The Complete Media Training Course Part -1

In this article, I will share the secrets of media training, corporate media training and media training for high-level politicians, CEOs, heads of government and other officials. These skills allow you to deliver your message more clearly and effectively. You will learn the same secrets they learn by paying media trainers a lot of money.


The course will cover the following portions.

  • How to look your best on camera

Here we will discuss the ins and outs of looking comfortable, confident, and relaxed anytime you are in front of a video camera because most people get nervous and are unsure where to look. We will go through all the tips on how to look and sound your best.

  • Shaping a media message

The next considerable skill is how do you shape a media message. I will guide you on analyzing a complex topic, where you have 50 or 100 things you could say and boil it down to your top three messages.

  • Answering questions in interviews

The third skill is how to answer questions in an interview. It does not work in a way that ignores the questions and tells the reporters whatever you want. It is the cartoonish version of media training. In the real world, you must answer questions from reporters in a focused, strategic way. Answering media questions is different from answering questions in the real world from colleagues, friends, family, workers, co-workers, investors, customers and clients. It is a different process that we will discuss here step by step.

  • Packaging your messages with sound bites

The final thing you will learn is how to package your messages with sound bites.

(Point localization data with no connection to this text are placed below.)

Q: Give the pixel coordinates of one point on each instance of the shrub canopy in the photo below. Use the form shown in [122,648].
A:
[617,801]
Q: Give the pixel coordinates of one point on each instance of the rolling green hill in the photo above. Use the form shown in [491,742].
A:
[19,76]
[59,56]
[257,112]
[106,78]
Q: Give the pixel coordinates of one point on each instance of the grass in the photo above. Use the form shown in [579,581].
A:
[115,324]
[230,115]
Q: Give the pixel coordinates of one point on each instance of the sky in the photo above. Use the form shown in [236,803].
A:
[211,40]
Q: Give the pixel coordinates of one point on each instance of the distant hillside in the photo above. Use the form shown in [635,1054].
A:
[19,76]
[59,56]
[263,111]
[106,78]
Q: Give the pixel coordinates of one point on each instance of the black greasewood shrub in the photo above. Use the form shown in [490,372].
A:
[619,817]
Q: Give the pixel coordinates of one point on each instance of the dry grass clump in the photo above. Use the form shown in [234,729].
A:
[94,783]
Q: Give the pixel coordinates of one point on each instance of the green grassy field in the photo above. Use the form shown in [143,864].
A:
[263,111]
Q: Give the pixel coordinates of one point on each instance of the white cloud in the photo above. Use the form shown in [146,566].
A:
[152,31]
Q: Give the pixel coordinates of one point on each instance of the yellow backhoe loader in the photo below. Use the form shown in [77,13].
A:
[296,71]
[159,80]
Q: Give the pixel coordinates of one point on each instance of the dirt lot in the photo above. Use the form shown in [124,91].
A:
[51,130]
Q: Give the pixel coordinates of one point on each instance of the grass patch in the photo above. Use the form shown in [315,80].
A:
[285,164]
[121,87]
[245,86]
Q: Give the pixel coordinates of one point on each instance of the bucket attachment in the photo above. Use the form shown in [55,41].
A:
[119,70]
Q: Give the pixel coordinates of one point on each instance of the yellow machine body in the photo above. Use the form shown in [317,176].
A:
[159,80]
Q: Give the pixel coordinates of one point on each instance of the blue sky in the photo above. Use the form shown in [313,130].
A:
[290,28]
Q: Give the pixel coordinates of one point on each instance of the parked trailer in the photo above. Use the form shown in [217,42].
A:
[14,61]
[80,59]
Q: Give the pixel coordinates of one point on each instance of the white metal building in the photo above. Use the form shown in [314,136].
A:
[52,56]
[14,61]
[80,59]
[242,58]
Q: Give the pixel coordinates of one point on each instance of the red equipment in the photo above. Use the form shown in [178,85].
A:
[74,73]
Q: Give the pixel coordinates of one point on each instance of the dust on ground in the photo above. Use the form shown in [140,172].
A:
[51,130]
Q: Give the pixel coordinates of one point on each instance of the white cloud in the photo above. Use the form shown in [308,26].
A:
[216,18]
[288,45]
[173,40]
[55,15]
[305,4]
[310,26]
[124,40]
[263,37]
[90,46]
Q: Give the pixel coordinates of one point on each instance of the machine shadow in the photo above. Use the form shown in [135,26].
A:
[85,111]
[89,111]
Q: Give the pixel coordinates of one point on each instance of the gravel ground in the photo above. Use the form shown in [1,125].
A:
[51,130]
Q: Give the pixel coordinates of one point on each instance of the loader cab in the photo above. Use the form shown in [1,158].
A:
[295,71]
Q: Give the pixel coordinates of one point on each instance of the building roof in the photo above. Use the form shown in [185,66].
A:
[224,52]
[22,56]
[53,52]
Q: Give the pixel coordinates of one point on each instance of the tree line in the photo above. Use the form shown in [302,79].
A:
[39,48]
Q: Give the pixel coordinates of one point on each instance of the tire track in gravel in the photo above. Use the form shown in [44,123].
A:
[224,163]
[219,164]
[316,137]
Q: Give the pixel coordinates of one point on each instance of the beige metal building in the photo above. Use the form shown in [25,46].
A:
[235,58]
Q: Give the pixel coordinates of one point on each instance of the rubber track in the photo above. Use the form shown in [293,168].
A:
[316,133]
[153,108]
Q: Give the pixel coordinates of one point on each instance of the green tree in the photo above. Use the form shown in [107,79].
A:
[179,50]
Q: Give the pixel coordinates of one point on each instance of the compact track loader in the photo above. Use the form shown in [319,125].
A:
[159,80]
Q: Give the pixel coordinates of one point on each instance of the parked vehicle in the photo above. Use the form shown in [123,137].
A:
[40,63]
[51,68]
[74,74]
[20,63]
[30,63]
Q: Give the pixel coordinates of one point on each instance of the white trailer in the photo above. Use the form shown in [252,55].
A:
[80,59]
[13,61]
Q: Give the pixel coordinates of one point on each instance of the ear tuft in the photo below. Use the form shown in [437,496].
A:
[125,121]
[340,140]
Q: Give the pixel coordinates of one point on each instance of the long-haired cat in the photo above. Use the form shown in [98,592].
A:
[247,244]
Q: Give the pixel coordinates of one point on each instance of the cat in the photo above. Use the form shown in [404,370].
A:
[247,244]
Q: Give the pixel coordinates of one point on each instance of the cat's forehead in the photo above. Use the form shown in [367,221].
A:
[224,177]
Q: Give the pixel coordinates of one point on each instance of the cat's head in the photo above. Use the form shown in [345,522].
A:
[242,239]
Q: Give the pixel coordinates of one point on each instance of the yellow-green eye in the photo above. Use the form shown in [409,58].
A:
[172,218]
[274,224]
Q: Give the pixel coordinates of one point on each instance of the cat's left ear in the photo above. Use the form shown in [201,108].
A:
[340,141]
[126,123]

If you follow news and politics closely, you hear sound bites all the time, but most people can’t define a sound bite or tell you how to take a message and turn it into a sound bite. Here I’m going to share with you the system for converting any message point into a sound bite so that you know precisely what quote will get in the final story.

 The goal of high-level professional media training is not just to be comfortable. You can be comfortable with the media and be awful, which means you did not get the messages you wanted in the final story. So, the goal is not just to feel comfortable, control the interview or make the reporter like you. High-quality media training aims to get the exact message and quote you want into the final story.

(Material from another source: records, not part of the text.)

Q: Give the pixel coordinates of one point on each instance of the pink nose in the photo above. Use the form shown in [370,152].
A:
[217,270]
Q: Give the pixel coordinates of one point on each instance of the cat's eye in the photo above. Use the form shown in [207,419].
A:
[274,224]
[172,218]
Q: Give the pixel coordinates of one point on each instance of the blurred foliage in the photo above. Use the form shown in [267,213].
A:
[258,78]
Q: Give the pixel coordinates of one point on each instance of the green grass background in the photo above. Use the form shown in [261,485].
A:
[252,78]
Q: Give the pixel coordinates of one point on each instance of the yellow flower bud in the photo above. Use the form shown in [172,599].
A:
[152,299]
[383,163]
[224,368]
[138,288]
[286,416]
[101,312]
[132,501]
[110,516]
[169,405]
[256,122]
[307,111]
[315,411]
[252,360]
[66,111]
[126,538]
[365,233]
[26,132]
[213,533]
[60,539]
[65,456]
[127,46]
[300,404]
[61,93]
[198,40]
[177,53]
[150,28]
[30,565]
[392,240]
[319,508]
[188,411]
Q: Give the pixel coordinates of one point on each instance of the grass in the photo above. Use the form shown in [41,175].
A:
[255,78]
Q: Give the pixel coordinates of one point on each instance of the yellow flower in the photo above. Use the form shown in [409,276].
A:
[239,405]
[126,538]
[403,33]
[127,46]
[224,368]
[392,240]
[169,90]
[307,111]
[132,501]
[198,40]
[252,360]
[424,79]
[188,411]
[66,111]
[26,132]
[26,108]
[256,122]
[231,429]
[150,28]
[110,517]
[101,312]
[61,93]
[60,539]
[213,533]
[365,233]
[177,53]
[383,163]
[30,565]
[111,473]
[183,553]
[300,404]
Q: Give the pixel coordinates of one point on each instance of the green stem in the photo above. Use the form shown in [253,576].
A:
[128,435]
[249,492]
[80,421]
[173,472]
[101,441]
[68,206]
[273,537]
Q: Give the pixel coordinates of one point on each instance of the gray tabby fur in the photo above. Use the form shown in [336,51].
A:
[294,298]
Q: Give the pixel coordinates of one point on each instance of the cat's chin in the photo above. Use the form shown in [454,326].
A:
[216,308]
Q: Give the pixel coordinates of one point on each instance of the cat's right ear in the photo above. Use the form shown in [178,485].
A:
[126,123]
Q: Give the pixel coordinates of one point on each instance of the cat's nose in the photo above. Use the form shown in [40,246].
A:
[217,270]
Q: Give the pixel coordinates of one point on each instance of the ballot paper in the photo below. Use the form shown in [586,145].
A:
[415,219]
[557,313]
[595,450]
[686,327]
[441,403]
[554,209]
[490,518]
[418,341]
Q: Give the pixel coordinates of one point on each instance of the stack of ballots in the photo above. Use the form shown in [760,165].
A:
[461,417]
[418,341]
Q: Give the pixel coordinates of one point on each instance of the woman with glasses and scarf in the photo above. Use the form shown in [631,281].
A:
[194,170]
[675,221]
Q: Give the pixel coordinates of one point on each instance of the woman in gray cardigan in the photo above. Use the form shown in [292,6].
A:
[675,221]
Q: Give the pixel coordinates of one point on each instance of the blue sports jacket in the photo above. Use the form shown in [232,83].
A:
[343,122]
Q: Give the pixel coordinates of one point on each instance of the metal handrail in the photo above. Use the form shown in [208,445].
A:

If you want to know these skills in greater detail, I have an online course that gives you many exercises to help build these skills. To find out more about the online training, you can visit


We will start with the fundamentals of how to look your best on camera. If you look scared, nervous, or uncomfortable, nobody will remember anything you say, even if you have a great message, answers, and sound bites. So, remember that it’s critically important to know how to look and sound your best on camera. These days, it could be the BBC, CNN, or NBC, or a one-person blogger who wants to record a video of you so that video footage can go on their blog. You will get various opportunities to do video interviews, even if it’s not an entire fledge broadcast or TV news interview.

Be Natural – Is Not Always The Right Message

Before any media presentation, everyone advises being natural. But there is a problem with that advice. The natural thing you may do when there’s a bright light on your face and a microphone near your mouth is that you may get stiff. Unfortunately, that’s the natural thing you will do, and you look scared. So, the first significant thing you must focus on is not getting stiff, not stiffening up your face and body, because that will make you look scared.

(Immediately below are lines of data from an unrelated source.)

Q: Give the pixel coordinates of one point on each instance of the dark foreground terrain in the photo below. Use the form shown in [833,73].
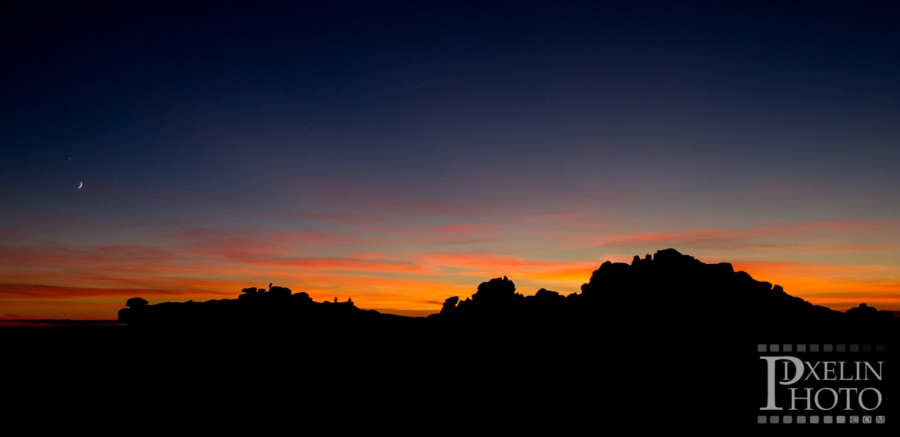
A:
[664,340]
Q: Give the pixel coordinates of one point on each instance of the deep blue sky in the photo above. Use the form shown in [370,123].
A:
[223,144]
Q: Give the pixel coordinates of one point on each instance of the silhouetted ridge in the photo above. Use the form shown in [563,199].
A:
[661,339]
[668,289]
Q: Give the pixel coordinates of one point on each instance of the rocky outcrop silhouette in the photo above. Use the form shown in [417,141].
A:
[666,337]
[670,293]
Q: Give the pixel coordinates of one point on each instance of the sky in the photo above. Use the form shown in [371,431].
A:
[399,153]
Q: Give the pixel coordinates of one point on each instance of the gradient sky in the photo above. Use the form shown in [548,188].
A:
[400,154]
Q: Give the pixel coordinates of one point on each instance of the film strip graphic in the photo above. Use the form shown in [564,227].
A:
[814,419]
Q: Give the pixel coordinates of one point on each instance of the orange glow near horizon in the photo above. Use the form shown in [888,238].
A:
[416,289]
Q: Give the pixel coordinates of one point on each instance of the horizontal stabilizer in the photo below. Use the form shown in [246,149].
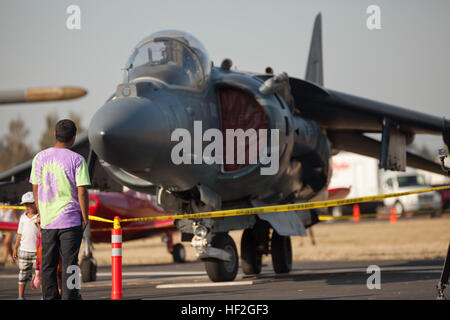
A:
[357,143]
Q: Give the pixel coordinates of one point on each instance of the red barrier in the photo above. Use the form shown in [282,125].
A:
[356,213]
[393,216]
[116,260]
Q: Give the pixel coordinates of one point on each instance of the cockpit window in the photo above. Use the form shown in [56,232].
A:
[170,59]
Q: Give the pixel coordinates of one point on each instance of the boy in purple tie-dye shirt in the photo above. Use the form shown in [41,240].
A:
[60,177]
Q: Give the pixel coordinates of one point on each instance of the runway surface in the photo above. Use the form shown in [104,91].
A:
[308,280]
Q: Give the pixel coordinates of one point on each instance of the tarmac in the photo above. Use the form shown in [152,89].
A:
[330,280]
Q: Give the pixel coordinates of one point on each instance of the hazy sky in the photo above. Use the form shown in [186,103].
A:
[406,63]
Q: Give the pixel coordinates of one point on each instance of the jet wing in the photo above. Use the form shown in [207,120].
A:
[15,182]
[346,118]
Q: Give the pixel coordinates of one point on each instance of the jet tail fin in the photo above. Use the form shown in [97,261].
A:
[314,68]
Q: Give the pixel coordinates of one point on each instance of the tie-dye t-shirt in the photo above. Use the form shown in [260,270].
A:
[58,172]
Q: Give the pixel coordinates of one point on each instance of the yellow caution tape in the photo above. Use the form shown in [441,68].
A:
[95,218]
[285,207]
[269,209]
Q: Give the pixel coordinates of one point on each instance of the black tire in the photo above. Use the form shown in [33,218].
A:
[179,253]
[251,260]
[281,253]
[219,270]
[88,270]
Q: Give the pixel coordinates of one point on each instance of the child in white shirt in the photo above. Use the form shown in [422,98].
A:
[26,240]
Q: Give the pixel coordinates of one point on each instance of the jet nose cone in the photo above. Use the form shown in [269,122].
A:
[128,132]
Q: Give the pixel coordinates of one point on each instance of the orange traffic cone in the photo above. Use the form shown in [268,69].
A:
[356,213]
[393,217]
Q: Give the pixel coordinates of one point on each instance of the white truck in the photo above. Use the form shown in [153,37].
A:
[362,175]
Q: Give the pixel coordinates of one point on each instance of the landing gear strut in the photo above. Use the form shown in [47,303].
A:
[281,253]
[251,257]
[220,270]
[88,264]
[443,282]
[177,250]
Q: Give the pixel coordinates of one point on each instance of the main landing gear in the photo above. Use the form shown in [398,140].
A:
[219,253]
[178,252]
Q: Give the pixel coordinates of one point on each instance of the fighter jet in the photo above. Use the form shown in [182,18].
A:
[159,133]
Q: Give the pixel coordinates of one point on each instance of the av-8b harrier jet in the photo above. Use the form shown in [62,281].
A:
[171,92]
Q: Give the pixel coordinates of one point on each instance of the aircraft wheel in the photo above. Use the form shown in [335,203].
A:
[179,253]
[219,270]
[88,270]
[281,253]
[251,259]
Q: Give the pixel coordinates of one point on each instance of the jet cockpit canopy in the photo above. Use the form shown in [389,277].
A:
[174,57]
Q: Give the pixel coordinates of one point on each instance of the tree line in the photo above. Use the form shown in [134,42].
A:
[13,148]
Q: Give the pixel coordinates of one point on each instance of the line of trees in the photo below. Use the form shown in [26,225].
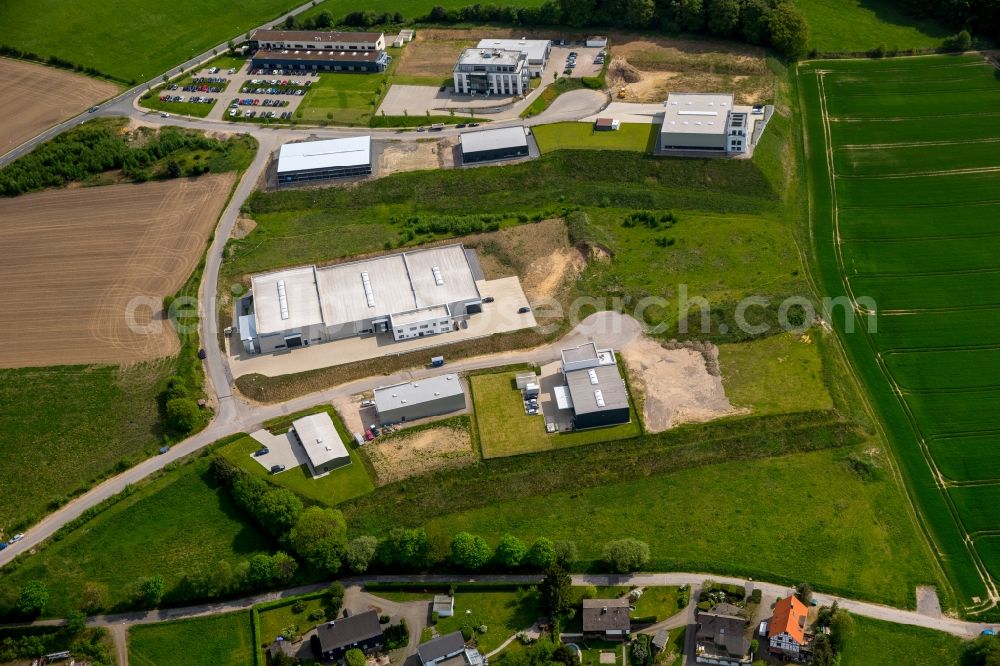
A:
[100,146]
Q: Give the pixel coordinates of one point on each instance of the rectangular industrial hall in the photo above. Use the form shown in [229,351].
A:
[408,295]
[322,160]
[499,144]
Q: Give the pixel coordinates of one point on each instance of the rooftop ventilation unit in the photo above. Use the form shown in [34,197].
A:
[282,299]
[368,289]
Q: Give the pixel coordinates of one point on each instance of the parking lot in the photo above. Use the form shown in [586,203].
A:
[257,95]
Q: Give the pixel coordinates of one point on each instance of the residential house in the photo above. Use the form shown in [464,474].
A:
[786,631]
[606,618]
[721,637]
[333,639]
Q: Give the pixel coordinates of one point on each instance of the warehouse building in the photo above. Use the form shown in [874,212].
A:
[316,40]
[410,295]
[323,160]
[321,61]
[536,51]
[704,123]
[491,72]
[488,145]
[594,389]
[321,441]
[416,400]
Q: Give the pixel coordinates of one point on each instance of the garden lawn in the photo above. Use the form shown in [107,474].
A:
[752,370]
[849,536]
[339,485]
[506,430]
[216,640]
[504,613]
[133,40]
[640,137]
[877,642]
[178,524]
[64,424]
[838,26]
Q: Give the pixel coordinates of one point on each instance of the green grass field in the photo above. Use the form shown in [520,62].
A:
[215,640]
[176,525]
[838,26]
[640,137]
[64,424]
[503,612]
[130,39]
[751,370]
[877,642]
[505,430]
[913,189]
[736,518]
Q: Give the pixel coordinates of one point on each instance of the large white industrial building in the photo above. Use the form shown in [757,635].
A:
[411,294]
[321,160]
[703,122]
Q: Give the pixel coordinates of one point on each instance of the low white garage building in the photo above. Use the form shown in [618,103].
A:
[323,160]
[321,441]
[411,294]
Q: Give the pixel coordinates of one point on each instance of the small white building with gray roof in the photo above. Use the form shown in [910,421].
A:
[411,294]
[419,399]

Leaning 15 Degrees Forward – The Perfect Posture

Before the interview starts, you may be asked to sit back and be relaxed. Your double chin will show up if you lean back during your presentation or interview. You’ll look fatter, even if you’re not fat. You must have heard the expression, “The camera puts 20 pounds on you.” It does if you sit back. So, if you’re on a couch or a chair that leans back, don’t lean back. Now, the next thing people do is sit up perfectly straight, which makes them look stiff and scared. On TV, you need to hold yourself high and lean forward about 15 degrees to look your best. Now you don’t see a double chin, and the camera is focused more on the face than on the body. That’s what you want on the camera. It’s not a remarkably natural-looking pose if you are sitting or standing this way, but you will come across as much more natural when you are on camera. So that’s why it’s important to sit or stand this way in front of the camera.


Here you will find all the tips and tricks to present yourself best in media presentations. We will step by step dive into how to look your best on camera, shape a media message, answer questions during an interview, and how to package your message with sound bites. It is fundamental to look your best on camera so that people or the audience can focus on what you are saying and get a pleasant impression of you. You might get scared or nervous in front of the camera, especially if you are new to facing the camera. Do not lean back or stand and sit perfectly straight in front of the camera, as it will make you look stiff. Leaning forward about 15 degrees is the perfect posture to make the audience focus on your face and words.